To think that once that place was capable of producing movies with content, message, good acting, just plain fun, for petew's sake!
Agreed on Titanic and Private Ryan too. Just the usual big budgets stuff. Sort of like a big merger of companies (really often a merger of CEO egos rather than sound business strategy - I refer only to a few very large ones which have since been or will soon be dissolved - the brokers (read, investment bankers) will make money at the dissolution and at the merger. Not that I have a problem with that of course. I just make sure that I am in the money one way or another.I think too often the public falls for hype but hey, ultimately they are there to be entertained and if they feel entertained, I guess they have received what they paid for just like the story that is sold to Wall Street by the company or is it the other way around sometimes. Satisfaction is in perception and perception is subjective and deceptive too. Does it really matter if we lived in or are living in "the Matrix" to borrow from another recent movie (BTW, I liked "Matrix" even though you and many others did not, maybe because I am a sucker for sci-fi and because I am starved of good sci-fi, I will settle for anything I guess).

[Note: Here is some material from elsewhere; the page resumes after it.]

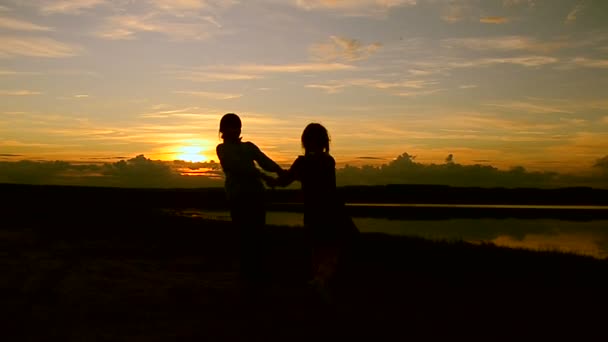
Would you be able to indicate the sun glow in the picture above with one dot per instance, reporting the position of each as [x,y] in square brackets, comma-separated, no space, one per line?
[192,153]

Saw the Ronin yesterday as per your recommendation. It gave my surround speakers a better workout than even Matrix. Whew. I loved the car chases too.
Another flop which I rented twice was Ishtar, just because i love seeing different countries etc. Still it was goofy - the cover on the VHS makes me want to take it home.
Wish they invested in movies about Africa etc. But then I would not be alone when I went to these countries.
It could've been better if the actors tried a bit of scene stealing playful comradery. The inevitable consequence of such tactics is bigger than life presence whose tension the grips the audience for a couple hours straight.The director seemed like he was filming a documentary for PBS rather than an action-drama. But, it's still better than 90% of what's out there.
Although, I nearly wet my paints laughing during their obligatory "behind the scenes" schtick. The concern expressed about shooting guns in a convincing trajectory when the film used a cutaway view was hilarious. Maybe I was supposed to see this before the actual film. Then, they worried about the case scenes being authentic enough. Is it me, or isn't this film about the interplay among mercenaries as they're forced to depend on each other in an untrustworthy business? These old world gimmicks are just as hokey as CG. Just because these gimmicks are older doesn't make them a classic. Braveheart is comparatively modern & it's a classic.
Why not talk about Robert De Niro & Jean Réno? I still can't look at Jean Réno without remebering his problems with American coffee in Godzilla. De Niro OTOH constantly reminds me of everything he's done.